The defining feature of the Idaho Panhandle is the Purcell Trench, a deep valley running south from Canada, flanked by mountains on either side. Until quite recently, geologically speaking, it was filled with an extended finger of the massive continental ice sheet. By cyclically damming up the watershed of all of western Montana until breaking and releasing titanic floods, this valley and its river of ice long governed the fate of a vast swath of northwestern landscapes in catastrophic fashion, from the Rockies to the Pacific.
The Purcell Trench today is a bucolic and beautiful place of lush forests, winding waters and gentle meadows between steep mountainsides. But on cold wet mornings the valley fills with the pale ghost of its vanished glacier, a foggy vision of a world ruled by ice and water.
Jackson, Lovely-you’ve come to own your “new” country. And the thought and poetry of a ghost glacier-I should resign the stage to you. We’re getting some much needed snow-but it makes any will to go out just about zero. Here’s a new poem-bookette is almost finished. Best to you and yours. Susu
Thank you!
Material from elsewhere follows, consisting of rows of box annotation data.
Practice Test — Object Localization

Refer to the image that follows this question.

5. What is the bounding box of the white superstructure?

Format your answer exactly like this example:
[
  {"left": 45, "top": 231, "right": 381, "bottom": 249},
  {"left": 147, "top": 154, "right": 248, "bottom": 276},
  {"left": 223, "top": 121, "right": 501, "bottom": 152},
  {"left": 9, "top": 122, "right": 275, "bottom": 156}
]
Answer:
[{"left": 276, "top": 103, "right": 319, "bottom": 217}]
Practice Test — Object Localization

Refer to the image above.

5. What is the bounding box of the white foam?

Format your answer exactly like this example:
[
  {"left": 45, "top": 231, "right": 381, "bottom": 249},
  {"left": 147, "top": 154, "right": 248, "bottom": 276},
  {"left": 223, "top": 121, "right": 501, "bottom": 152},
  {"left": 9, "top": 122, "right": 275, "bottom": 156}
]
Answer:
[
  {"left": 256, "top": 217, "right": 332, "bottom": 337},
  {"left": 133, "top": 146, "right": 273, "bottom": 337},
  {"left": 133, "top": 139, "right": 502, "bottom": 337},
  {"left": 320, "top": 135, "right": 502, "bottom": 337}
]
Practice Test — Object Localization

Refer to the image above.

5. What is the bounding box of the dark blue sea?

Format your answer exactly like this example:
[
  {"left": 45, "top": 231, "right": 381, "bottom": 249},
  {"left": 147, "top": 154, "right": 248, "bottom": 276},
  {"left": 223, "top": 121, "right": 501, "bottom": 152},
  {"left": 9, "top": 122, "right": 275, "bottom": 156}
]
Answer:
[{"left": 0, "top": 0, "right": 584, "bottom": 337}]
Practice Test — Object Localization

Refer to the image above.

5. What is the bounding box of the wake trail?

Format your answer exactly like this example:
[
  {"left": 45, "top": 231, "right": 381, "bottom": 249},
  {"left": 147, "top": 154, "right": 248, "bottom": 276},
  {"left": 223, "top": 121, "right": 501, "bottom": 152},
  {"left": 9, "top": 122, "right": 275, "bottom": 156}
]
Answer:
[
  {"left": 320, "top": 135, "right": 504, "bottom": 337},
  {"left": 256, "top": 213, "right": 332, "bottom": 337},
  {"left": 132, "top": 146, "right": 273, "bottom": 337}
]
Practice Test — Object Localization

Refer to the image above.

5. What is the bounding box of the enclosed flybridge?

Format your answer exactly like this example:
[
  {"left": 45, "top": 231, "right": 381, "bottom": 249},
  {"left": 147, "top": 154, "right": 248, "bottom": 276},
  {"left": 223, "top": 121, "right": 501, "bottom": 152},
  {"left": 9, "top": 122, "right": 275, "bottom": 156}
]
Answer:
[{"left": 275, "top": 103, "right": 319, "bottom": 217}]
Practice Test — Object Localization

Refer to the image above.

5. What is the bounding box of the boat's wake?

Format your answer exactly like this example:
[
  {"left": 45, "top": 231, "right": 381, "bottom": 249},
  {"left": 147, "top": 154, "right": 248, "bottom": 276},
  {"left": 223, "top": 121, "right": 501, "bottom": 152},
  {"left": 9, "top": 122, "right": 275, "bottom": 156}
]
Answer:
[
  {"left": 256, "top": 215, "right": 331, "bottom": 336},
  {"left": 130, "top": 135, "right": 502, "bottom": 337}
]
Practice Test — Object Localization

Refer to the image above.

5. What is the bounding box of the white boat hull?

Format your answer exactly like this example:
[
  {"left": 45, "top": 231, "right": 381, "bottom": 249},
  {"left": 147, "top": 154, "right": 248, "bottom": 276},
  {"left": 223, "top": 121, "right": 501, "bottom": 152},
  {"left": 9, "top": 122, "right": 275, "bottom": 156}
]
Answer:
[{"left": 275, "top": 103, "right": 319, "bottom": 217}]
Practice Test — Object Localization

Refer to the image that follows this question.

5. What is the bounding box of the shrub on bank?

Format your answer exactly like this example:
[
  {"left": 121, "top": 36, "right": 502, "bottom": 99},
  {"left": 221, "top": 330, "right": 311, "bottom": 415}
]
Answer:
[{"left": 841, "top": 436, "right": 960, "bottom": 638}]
You’ve been snowier than we have lately – I’m glad New Mexico is finally getting a little love from the weather.
#3 is exceptional. #1 and #3 are just a notch below. Great work!
Oops, I meant #1 and #2 are just a notch below.
Thank you, Rajan! #5 was my initial favorite, but 1 and 3 have really been growing on me.
I enjoyed this, Jackson – between the outstanding photos and the text, you’ve given me a good understanding of the panhandle region, or at least one important aspect of it. “Pale ghost of its vanished glacier” is an inspired metaphor. I love seeing the treetops peeking out of the fog and the warm sun spreading across the mountaintops.
Thank you, Lynn! I often used to think about the ghosts of the Pleistocene in the landscapes of the Great Basin, but up here those ghosts have more of a tendency to manifest visibly. I certainly do love it.
It’s definitely #5 for me. And the Cabinet Mts. always remind me of this passage from Rick Bass (‘Why I Came West’): ‘During the retreat of the last glaciers, while the Cabinets were stealing the show – grinding, rearing, shouting, creaking, rasping, squeaking amid the thinning islands of going-away ice – the Yaak country…lay sleeping beneath several thousand feet of blue ice, like some mythic princess.’
Thank you! I agree, that’s a wonderful quote.